Snapshot of the coast


A new monitoring program is set to identify what fauna species are living on our coastal reserves and measure the success of ongoing conservation works.

The Great Ocean Road Coast Committee (GORCC) is working with volunteer groups to establish a monitoring system which will gather data using a range of techniques including infrared cameras, and mammal surveys.

Flora surveying will also be conducted, with transect lines and photo points to be set up on conservation sites.

Beacon Ecologist Luke Hynes helps GORCC conservation supervisor Georgie Beale and
Beacon Ecologist Luke Hynes helps GORCC conservation supervisor Georgie Beale and Evan Francis set up a transect line.


GORCC Environmental Projects Manager, Alex Sedger said that the program will provide an in-depth analysis of the different species living along the coast and help GORCC and volunteers to develop conservation strategies.

“It is important that we are able to quantify the fauna in the area to direct resources in the best strategic way.

“Our conservation has primarily focused on weed control and pest eradication, so it will be interesting to analyse what impact our work is having on the environment,” Ms Sedger said.

bandicoot[1]
A bandicoot captured on infrared cameras.

GORCC has engaged local consultant Luke Hynes from Beacon Ecological to assist with the revision and implementation of the organisation’s Native Vegetation and Weed Action Plan.

Mr Hynes, who recommended the implementation of a monitoring system, said the infrared cameras are an important tool in evaluating the health of the environment.

“The data collected from the cameras will provide valuable information for GORCC’s land management and will help educate volunteer groups about the animals in the area,” Mr Hynes said.

The cameras will be set up in several different locations to record both native and pest animal activity in each area.

Parks Victoria has successfully used infrared cameras in the Otways region and most recently in Wilsons Promontory to monitor fauna, capturing a number of native animals including endangered and threated species.

“The results of their research is very encouraging and we hope the monitoring we undertake in our local area will have similar results,” Ms Sedger said.

It is hoped that the cameras will also capture feral pests with a particular focus on their impact on vulnerable species such as the Hooded Plover.

Ms Sedger said the project would include collaboration with the many environmental volunteer groups working on the GORCC –managed coast.

“Volunteers are very keen to see this type of monitoring take place and we are looking forward to working with them and supporting their invaluable work,” she said.

More information on environmental volunteering is available at www.gorcc.com.au.

What do you think about the new monitoring systems? Have your say below.

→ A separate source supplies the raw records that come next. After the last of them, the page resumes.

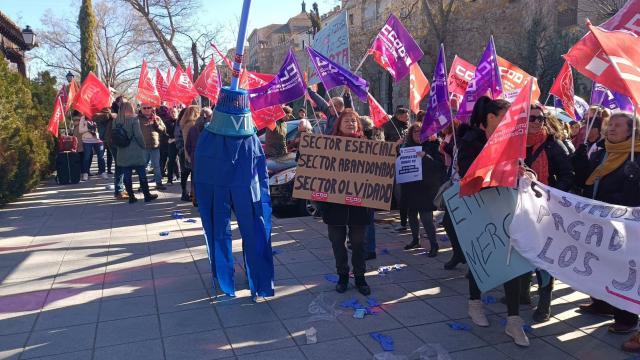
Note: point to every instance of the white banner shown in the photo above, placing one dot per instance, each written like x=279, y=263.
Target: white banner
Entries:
x=592, y=246
x=332, y=41
x=409, y=165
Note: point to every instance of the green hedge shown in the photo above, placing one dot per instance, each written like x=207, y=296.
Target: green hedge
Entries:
x=26, y=147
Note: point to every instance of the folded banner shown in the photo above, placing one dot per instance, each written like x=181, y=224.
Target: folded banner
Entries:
x=209, y=83
x=92, y=97
x=332, y=75
x=589, y=245
x=610, y=58
x=486, y=80
x=497, y=163
x=563, y=88
x=288, y=85
x=147, y=91
x=482, y=222
x=438, y=109
x=332, y=41
x=395, y=49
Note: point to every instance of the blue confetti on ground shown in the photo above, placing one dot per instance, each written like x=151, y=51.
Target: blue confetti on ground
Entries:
x=459, y=326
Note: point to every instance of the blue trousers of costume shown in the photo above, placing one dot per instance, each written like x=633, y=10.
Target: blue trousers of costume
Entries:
x=232, y=175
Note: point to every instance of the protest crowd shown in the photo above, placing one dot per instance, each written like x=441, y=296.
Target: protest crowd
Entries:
x=563, y=172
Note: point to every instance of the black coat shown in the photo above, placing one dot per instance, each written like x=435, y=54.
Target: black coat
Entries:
x=471, y=141
x=419, y=195
x=338, y=214
x=614, y=188
x=561, y=175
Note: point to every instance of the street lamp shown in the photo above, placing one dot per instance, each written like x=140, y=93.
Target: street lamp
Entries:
x=29, y=37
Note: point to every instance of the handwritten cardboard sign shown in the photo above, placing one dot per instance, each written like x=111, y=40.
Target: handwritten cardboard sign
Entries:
x=482, y=224
x=346, y=171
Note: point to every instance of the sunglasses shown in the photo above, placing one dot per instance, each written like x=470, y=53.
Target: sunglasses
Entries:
x=539, y=118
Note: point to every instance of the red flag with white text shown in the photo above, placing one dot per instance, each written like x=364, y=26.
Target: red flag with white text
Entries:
x=56, y=117
x=208, y=83
x=377, y=113
x=610, y=58
x=418, y=87
x=562, y=88
x=147, y=91
x=497, y=163
x=92, y=97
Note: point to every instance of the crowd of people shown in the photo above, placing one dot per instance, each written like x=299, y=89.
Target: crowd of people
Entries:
x=148, y=140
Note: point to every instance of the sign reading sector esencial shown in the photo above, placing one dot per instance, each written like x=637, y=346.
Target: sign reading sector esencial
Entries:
x=482, y=225
x=345, y=170
x=590, y=245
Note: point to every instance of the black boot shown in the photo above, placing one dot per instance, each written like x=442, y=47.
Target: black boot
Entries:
x=132, y=196
x=362, y=285
x=148, y=196
x=343, y=283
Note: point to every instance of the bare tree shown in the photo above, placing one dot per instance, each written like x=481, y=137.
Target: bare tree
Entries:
x=119, y=42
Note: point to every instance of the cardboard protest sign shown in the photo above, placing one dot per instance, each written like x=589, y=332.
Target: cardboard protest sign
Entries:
x=482, y=225
x=346, y=171
x=409, y=165
x=590, y=245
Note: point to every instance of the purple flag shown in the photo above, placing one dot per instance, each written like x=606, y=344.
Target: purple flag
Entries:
x=395, y=49
x=287, y=85
x=438, y=111
x=332, y=75
x=611, y=100
x=485, y=80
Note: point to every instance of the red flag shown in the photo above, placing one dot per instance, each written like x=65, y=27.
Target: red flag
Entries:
x=56, y=117
x=208, y=83
x=71, y=95
x=190, y=72
x=378, y=115
x=497, y=164
x=268, y=116
x=418, y=87
x=226, y=60
x=147, y=91
x=563, y=89
x=181, y=89
x=161, y=83
x=92, y=97
x=610, y=58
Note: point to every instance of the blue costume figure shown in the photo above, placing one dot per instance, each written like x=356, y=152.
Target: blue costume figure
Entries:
x=232, y=175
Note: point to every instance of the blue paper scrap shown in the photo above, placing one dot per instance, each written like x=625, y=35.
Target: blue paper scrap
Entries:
x=386, y=342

2 thoughts on “Snapshot of the coast

  • This is a great idea to increase knowledge of our native fauna along the coast, and to get more information about foxes and cats. The cameras might also pick up collared and/or tagged kangaroos from our project at Anglesea golf course. We know that some of our roos have moved out into the heath and a couple have gone as far as Aireys Inlet, but any records from the camera traps would be really valuable.

    If you get any photos of marked kangaroos, please contact me (details below) or Jemma Cripps at DELWP , or our kangaroo hotline

    Thanks very much,

    Graeme

    Assoc Prof Graeme Coulson
    Honorary Principal Fellow
    School of BioSciences
    The University of Melbourne
    Vic 3010 Australia
    03 8344 4857 Office
    0447 064 797 Mobile
    gcoulson@unimelb.edu.au

    • Thanks for getting in touch Graeme. We would be happy to share findings with you. We will be sure to be in touch. I think we have worked with Jemma before to write an article for the Surf Coast Times on this research. Jane Lovejoy, Community Liaison Manager.